3 The evidence clearly established the following facts:(1) that the $214.20 paid by the appellant to Centennial was in the nature of a charitable donation to Tabor College;
(2) that Tabor College is a university situate outside Canada, the student body of which ordinarily includes Canadian students;
(3) that the appellant, at the request of Tabor College, chose to benefit that institution by taking out a 20-pay life participating policy on the life of his daughter;
(4) that Tabor College was the absolute owner and beneficiary of the said policy with no rights reserved to the appellant;
(5) that, if the premium payments had been made out to Tabor College and endorsed over by the university officials to Centennial Life Insurance Company, it would have made no difference to the appellant, Tabor College or the insurance company; and
(6) that the arrangement Tabor College had with Centennial was a plan devised to assist Tabor College with its endowment program and, before the plan was entered into, the question of the deductibility for income tax purposes of the premiums as payments to a charitable organization in the United States had been considered in the light of the United States tax laws but not the laws of Canada.

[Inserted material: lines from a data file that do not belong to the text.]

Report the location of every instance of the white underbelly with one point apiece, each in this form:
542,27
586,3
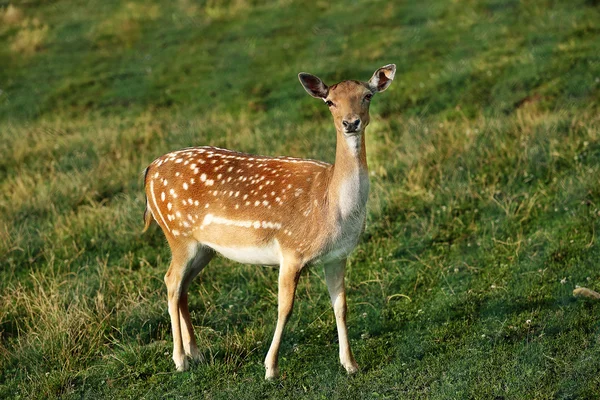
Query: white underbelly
264,255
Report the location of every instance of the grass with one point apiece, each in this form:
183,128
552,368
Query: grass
484,211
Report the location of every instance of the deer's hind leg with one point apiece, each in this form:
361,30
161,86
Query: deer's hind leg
187,261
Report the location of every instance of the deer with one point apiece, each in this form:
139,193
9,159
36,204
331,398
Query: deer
279,211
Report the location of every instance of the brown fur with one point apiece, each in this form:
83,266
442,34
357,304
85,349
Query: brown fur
266,210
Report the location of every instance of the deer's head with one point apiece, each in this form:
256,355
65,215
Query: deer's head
349,101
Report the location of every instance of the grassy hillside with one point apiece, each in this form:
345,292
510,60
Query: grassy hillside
484,212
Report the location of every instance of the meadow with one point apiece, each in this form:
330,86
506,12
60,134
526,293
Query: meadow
483,216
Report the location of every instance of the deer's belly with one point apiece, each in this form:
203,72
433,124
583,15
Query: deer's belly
264,255
345,241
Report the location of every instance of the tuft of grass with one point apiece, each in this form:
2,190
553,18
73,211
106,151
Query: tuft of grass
12,15
30,37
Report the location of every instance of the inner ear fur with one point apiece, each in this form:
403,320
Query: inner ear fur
382,78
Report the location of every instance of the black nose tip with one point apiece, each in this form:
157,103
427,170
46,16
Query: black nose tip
351,125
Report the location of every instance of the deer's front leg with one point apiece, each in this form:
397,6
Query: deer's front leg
334,276
289,272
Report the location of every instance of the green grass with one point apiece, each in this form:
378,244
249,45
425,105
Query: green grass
484,212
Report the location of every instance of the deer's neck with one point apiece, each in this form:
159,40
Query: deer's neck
349,186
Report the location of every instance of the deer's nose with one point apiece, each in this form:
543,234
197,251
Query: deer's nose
351,125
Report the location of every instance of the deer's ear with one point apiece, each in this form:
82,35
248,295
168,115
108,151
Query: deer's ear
313,85
382,78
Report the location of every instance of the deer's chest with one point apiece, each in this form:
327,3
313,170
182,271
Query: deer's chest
349,221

4 Under paragraph 110(1)(a) of the new Income Tax Act various kinds of gifts are allowed as deductions in computing taxable income, including charitable donations to universities outside Canada whose student bodies ordinarily include students from Canada. Tabor College qualified as such an institution, but the appellant did not make his payment directly to Tabor College but to Centennial as agent for Tabor College. Counsel for the respondent, in his argument, said there was “no doubt a gifting of a policy” but submitted that the actual premiums paid to Centennial were not a gift within the meaning of paragraph 110(1)(a). The Board appreciates the difficulty of a literal interpretation of this section, but holds that the net benefits which flow exclusively to Tabor College from year to year under the assigned policy constitute a gift to Tabor College as absolute owner of the policy. In respect of the 1972 taxation year, the appellant is entitled to claim as a gift to Tabor College the cash surrender value of the policy, if any.